Know Your Benchmarks Before You Make Comparisons

A Polk survey has touted that “only” 35% of hybrid car owners would buy another. Unfortunately, the details of the survey are not available, but Polk is in the business of selling information so tidbits get tossed around.

My wife and I own hybrids. My wife likes her Honda Civic hybrid, while I have a Toyota Prius (see the figure). She likes the smaller size, and I like the ability to run all-electric. It’s handy when I’m sitting in traffic or driving around the neighborhood. It’s one of the smoothest cars I have ever driven.

The 2012 Toyota Prius looks slick but I’ll probably have my Winter Gray 2010 model for a few more years yet. At that point, another hybrid or electric will be the replacement.

The problem with the survey results is that it’s difficult to determine what they mean because we don’t know what questions were asked and what alternatives were provided.

Lies, Damn Lies and Statistics

Cars are always a hot topic with designers, programmers, and engineers. So are other measurement issues like benchmarks, which are a lot like surveys. The idea is to present useful numbers that allow people to make comparisons that will affect future decisions.

Many years ago when PC Magazine was still a print publication, I was the director of PC Labs, which was known for its benchmarks. This was decades ago when comparing processors, printers, and graphics cards was relatively easy. We were able to compare related processors, and processor benchmark results were often a function of clock rate.

Benchmark results and comparisons are useful when it’s possible to extrapolate from these values. It helps to know what was tested so the extrapolation doesn’t go off to places it shouldn’t. This is the problem with statistics in general. One wrong assumption and all bets are off.
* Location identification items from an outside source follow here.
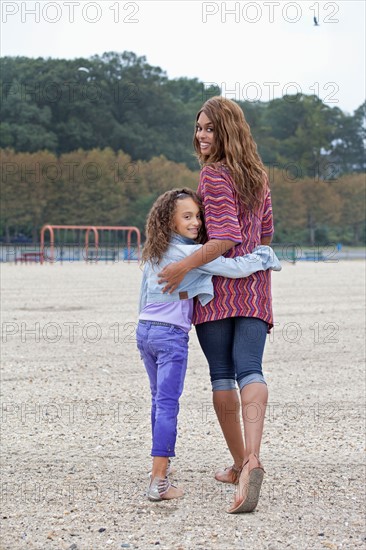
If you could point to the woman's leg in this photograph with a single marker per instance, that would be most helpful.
(216, 340)
(249, 342)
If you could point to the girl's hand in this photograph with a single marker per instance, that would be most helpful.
(172, 274)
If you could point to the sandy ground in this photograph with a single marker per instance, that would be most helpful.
(75, 418)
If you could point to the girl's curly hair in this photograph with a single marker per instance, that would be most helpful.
(235, 147)
(159, 223)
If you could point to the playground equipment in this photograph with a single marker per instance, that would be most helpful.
(91, 251)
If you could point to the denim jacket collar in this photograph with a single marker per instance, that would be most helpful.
(179, 239)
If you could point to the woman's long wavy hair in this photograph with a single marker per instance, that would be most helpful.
(234, 147)
(159, 223)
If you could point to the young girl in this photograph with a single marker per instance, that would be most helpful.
(173, 227)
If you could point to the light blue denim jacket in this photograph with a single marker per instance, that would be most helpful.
(198, 282)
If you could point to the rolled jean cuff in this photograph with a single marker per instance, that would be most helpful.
(250, 379)
(223, 384)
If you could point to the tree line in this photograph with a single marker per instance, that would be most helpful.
(118, 100)
(96, 140)
(104, 187)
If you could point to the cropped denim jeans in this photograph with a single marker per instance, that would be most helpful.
(164, 351)
(234, 349)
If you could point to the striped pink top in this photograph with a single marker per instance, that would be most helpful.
(226, 219)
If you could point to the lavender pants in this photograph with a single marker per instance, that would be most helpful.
(164, 351)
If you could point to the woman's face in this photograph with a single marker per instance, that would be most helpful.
(205, 134)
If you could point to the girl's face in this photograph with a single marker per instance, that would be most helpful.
(205, 134)
(187, 218)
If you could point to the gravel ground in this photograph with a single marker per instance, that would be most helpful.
(75, 418)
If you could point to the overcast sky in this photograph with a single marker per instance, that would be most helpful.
(254, 50)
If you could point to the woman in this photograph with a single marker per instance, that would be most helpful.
(232, 328)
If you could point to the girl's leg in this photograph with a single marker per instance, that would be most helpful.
(216, 340)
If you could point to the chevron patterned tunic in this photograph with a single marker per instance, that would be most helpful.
(226, 219)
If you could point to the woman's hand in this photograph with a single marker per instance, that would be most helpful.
(172, 274)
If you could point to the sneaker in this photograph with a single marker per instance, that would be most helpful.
(161, 489)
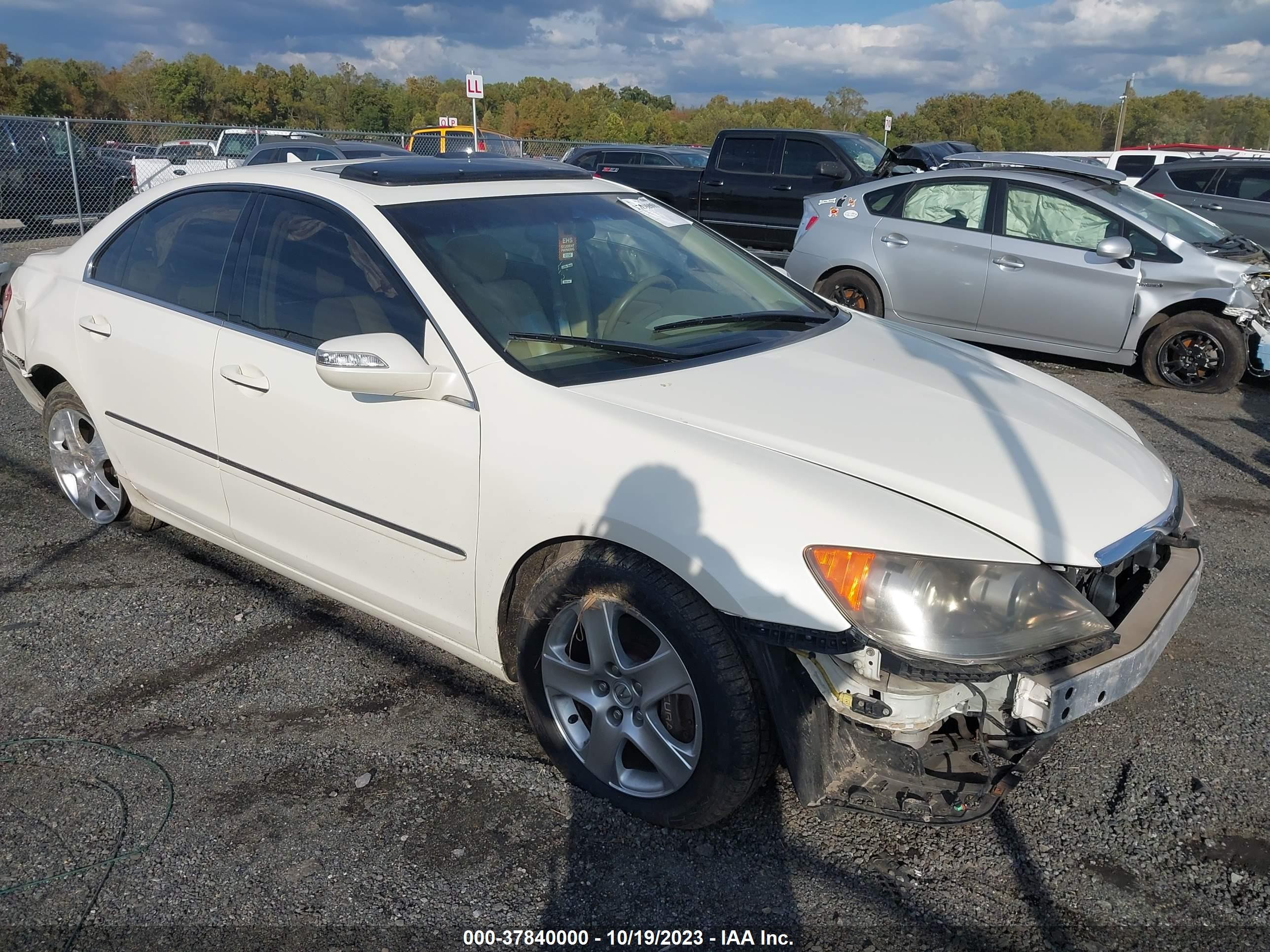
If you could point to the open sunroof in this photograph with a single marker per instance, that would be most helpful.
(432, 170)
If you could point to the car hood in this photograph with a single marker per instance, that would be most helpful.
(966, 431)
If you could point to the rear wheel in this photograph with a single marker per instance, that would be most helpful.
(79, 457)
(638, 691)
(854, 290)
(1196, 351)
(82, 464)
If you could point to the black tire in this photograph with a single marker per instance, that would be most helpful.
(64, 398)
(852, 289)
(738, 747)
(1196, 351)
(121, 193)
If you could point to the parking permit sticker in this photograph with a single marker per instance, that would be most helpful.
(652, 210)
(568, 244)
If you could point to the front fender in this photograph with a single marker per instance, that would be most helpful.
(728, 517)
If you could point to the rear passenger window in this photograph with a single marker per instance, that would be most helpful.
(266, 157)
(743, 154)
(313, 276)
(176, 250)
(1253, 184)
(1134, 166)
(802, 157)
(1192, 179)
(885, 201)
(959, 205)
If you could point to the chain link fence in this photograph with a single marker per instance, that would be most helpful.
(59, 175)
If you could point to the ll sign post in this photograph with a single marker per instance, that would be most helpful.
(475, 91)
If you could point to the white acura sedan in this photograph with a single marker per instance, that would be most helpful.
(704, 517)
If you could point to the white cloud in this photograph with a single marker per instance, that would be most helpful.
(1245, 64)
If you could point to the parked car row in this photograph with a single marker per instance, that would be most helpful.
(1046, 254)
(897, 563)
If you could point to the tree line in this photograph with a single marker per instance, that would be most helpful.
(199, 89)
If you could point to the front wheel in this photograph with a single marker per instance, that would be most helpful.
(638, 692)
(854, 290)
(1196, 351)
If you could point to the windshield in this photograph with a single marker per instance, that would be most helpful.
(1165, 215)
(864, 151)
(238, 144)
(612, 270)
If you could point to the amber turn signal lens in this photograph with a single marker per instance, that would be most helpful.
(846, 572)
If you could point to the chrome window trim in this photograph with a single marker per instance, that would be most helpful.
(155, 301)
(1164, 525)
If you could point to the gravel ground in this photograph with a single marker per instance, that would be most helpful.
(338, 785)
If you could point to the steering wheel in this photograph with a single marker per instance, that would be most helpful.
(639, 289)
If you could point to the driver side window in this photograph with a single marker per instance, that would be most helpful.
(1044, 216)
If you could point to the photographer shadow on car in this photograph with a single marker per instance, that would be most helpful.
(619, 873)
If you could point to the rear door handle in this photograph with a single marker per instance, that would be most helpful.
(97, 324)
(1009, 263)
(249, 377)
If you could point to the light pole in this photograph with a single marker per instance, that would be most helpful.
(1125, 106)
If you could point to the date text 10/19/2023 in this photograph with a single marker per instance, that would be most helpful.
(633, 938)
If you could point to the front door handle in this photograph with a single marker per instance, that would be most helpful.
(97, 324)
(249, 377)
(1008, 262)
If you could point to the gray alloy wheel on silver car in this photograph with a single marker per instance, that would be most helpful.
(638, 690)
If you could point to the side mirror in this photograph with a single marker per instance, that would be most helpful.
(387, 365)
(1114, 248)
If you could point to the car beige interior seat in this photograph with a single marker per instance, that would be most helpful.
(478, 266)
(340, 314)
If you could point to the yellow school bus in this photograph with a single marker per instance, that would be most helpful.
(437, 140)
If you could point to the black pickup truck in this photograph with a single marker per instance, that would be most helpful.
(755, 181)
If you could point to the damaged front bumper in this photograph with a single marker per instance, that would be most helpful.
(948, 750)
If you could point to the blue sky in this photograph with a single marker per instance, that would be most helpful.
(896, 52)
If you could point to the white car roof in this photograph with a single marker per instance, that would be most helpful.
(322, 179)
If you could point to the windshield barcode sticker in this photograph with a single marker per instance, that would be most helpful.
(652, 210)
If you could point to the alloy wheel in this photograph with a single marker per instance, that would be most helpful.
(83, 468)
(623, 697)
(1191, 358)
(851, 298)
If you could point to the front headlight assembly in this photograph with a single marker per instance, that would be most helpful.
(954, 610)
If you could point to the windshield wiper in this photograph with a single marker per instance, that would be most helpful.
(649, 353)
(755, 316)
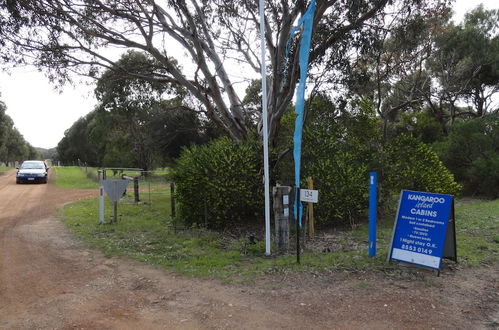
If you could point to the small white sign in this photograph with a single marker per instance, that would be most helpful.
(286, 212)
(310, 196)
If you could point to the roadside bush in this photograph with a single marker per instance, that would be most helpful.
(471, 152)
(220, 180)
(338, 152)
(413, 165)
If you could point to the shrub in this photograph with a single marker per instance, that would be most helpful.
(413, 165)
(471, 152)
(338, 152)
(222, 179)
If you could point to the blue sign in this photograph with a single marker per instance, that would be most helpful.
(420, 228)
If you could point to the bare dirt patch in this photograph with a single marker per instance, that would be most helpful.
(48, 280)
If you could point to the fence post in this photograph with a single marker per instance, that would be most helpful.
(136, 189)
(172, 198)
(281, 205)
(101, 198)
(310, 211)
(372, 213)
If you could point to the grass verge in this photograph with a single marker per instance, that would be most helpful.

Still, benchmarks and surveys can provide useful information. The more one knows about what is being measured and why, the better.

One challenge at PC Labs was reducing the number of results while retaining useful information. Everyone wanted a single number as a result to make their job of evaluating the items being tested easier. But single numbers tend to make results misleading when a lot of variables come into play.

Embedded Benchmarks

Computer benchmarks have been around for ages, and they continue to be useful when they’re used properly. One source for the embedded market is EEMBC, originally known as the Embedded Microprocessor Benchmark Consortium.

EEMBC benchmarks are highly regarded and numerous, allowing people to examine key aspects of a system design. One of the most commonly highlighted benchmarks, the CoreMark, actually generates a single number. It’s designed for single-core processors and written in C, enabling it to be relatively portable.

CoreMark does a good job of generating comparable results when comparing two microcontrollers with the same architecture using the same compiler. Change compilers or architectures, and the comparisons become more tenuous. Of course, this doesn’t stop marketing departments from touting better CoreMark values.

Unfortunately, even the simple CoreMark tests the architecture, compiler, and a particular instance of the chip. I would consider differences of an order of magnitude important, but smaller fractions could easily be due to other factors. Still, using benchmark and survey results with care and understanding can be very useful. Likewise, the plethora of benchmarks from EEMBC can be very useful.

If you want more complex benchmarks than EEMBC’s, try Android AndEBench and the GrinderBench for Java, which are two examples of system-oriented tests. Then there are processor-oriented benchmarks like the FPBench for floating point and DENBench for digital entertainment products. There is even a power usage benchmark, EnergyBench. Still, EEMBC’s benchmarks provide consistency and lots of results.

The challenge is deciding what numbers are going to be worthwhile for you in addition to knowing what will be relevant. Unless you’re generating your own benchmarks, you will likely need to compromise on both the tests and the results.

My wife and I are empty nesters. We went through a Toyota and Honda van when the kids were at home, but we didn’t even consider buying another one when we were downsizing. An electric car may be in our future, but that will be a few years from now. We tend to drive our cars until they don’t run anymore, and the Civic and Prius have a long life ahead of them.

Benchmarks and surveys aren’t always about the answers. Sometimes they’re about asking the right questions.